Thomas Demand’s work investigates the persistence of images and their ability to embed themselves in a society’s collective memory. He studied sculpture at the Kunstakademie Düsseldorf, where Bernd and Hilla Becher had recently taught a generation of German photographers, including Andreas Gursky, Thomas Struth, and Candida Höfer. Like those artists, Demand often makes mural-scale photographs, but instead of finding his subject matter in landscapes, buildings, and crowds, he uses paper and cardboard to meticulously reconstruct images taken from various media sources, often well-known historical pictures or widely seen photographs from the news. Once he has photographed his re-created environments — always devoid of figures but often displaying evidence of recent human activity — he destroys his models, further complicating the relationship between reproduction and original.
Demand expanded the scope of his practice in 2008 with the series Dailies, photographs of constructions based on his own smartphone snapshots. In another recent series, Model Studies, he photographed scale models by architects such as John Lautner, SANAA, and Hans Hollein. Since 2002 Demand has also made films using stop-motion animation and a slow, painstaking manipulation of his paper and cardboard models.

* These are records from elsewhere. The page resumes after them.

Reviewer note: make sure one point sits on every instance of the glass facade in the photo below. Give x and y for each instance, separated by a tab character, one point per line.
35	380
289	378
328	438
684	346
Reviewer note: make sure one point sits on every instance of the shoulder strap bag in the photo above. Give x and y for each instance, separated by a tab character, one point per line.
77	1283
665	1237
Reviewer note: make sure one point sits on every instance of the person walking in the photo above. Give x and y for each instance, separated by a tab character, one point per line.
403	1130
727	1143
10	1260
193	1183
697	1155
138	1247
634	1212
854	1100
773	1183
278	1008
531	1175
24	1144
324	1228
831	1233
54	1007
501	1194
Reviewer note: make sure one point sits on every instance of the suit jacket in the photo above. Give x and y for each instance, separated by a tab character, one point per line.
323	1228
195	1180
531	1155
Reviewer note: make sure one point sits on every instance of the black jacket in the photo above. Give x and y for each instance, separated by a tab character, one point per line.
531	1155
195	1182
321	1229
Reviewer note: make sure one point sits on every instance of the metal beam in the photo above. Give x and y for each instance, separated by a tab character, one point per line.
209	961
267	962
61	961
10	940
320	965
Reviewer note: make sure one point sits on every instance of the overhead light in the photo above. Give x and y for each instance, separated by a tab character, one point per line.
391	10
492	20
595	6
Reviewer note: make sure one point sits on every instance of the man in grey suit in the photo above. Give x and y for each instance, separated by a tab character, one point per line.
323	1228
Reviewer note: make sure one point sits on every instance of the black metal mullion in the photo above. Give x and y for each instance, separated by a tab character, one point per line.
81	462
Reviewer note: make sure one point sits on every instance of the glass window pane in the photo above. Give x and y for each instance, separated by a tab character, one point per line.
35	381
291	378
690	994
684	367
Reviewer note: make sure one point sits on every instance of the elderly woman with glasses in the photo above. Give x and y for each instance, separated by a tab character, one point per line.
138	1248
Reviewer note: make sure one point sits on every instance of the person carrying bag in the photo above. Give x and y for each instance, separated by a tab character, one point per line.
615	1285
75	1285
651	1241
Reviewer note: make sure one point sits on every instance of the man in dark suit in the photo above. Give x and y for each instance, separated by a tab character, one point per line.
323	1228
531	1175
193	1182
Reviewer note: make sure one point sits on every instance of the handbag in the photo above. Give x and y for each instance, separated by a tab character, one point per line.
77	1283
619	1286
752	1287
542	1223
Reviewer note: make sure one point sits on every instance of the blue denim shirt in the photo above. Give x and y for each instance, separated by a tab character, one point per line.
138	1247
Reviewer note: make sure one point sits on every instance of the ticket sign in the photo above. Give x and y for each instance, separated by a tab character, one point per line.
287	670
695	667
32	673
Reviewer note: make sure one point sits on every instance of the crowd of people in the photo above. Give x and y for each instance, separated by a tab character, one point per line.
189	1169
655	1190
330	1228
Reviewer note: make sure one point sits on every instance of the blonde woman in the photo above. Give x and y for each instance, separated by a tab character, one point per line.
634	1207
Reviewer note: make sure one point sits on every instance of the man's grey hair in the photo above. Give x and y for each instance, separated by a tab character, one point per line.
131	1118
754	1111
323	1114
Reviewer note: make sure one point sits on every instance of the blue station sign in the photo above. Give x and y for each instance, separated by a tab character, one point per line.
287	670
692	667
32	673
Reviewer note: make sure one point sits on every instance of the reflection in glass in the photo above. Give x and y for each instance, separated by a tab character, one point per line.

Thomas Demand (b. 1964) lives and works in Berlin and Los Angeles. He has had one-person exhibitions at museums including the Museum of Modern Art in New York, the Neue Nationalgalerie in Berlin, and the Museum of Contemporary Art in Tokyo. In 2004 he represented Germany at the São Paulo Bienal. A survey exhibition of his ongoing engagement with architectural forms, “Thomas Demand: House of Card,” is on view at the Museum Leuven in Belgium through April 2021.